The Corkman, a farmer's son, is the owner of Crowley Carbon, a business which helps companies reduce their energy usage. He was a welder by trade, and set up his first business as a teenager by installing automated doors and gates on farms during the 1980s. This eventually grew into a tech business and by the time he reached 29 he had started and sold an internet business, Trinity Commerce, for €18m. He considered retiring but instead set up Inspired Gaming, a broadband-based betting services company. It eventually floated on the London Stock Exchange and was almost sold for $1bn (€900m) before the recession hit and lowered expectations. It was eventually sold for $500m.
Since 2011, Crowley has focused on the environment and this year launched Electrifi, an electric car company.
"If we wanted to continue making money we would have stuck to the gaming because we knew the sector really well and we knew how it worked. Then we looked around for something we could do that would make money, because that is how we roll, but would also have a profound impact.
"The biggest existential threat to the world is its survival and that is climate change. That's why we picked climate change."
Farming traditions here are contributing to the destruction of the planet because farmers are not being given the supports to diversify and expand into areas of new opportunities, he said.
But he believes farmers are being let down by government and their representative bodies.
"In Ireland we are getting really good at innovation but what do we do? We say, 'we'll keep going with the cow. We always did it with the cow. The cow will be OK'.
"The cow isn't OK. Scientifically it isn't OK. Engineering-wise, the cow is a poor converter of food to food. Too much gets converted to methane and waste which damages the planet. The representative bodies, Teagasc, the Department of Agriculture, the IFA, need to look at the reality and stop turning their back on it because they will lose more and more.
"There is no metric anywhere in the world that says they will make more money out of this."
He is angriest at the Government. Yet a statuette of Michael Collins, the man often credited with starting the Fine Gael movement, stands on a desk in his office overlooking the picturesque Powerscourt Gardens in Co Wicklow. It is a replica of a statue erected in Clonakilty. He helped fund it.

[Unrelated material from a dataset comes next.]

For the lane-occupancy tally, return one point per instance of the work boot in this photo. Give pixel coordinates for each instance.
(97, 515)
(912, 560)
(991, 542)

"There is a whole slew of stuff the Government could do right now. They could speed up their solar strategy to something above backwards. Their latest climate action plan is a joke - window dressing, and that is all they can do. Think about what they would have had to do if they really wanted to make a change.
"Michael [Collins] would be turning in his grave with all that is going on. We need our heroes. I am not a Fianna Fail supporter or Fine Gael but Brian Lenihan took this country through the worst financial turmoil for 50 years when he was dying of cancer. That to me looks like a modern hero, but he is never mentioned.
"It broke him. Put up a statue of that guy. Will we ever? I doubt it. Imagine the outcry."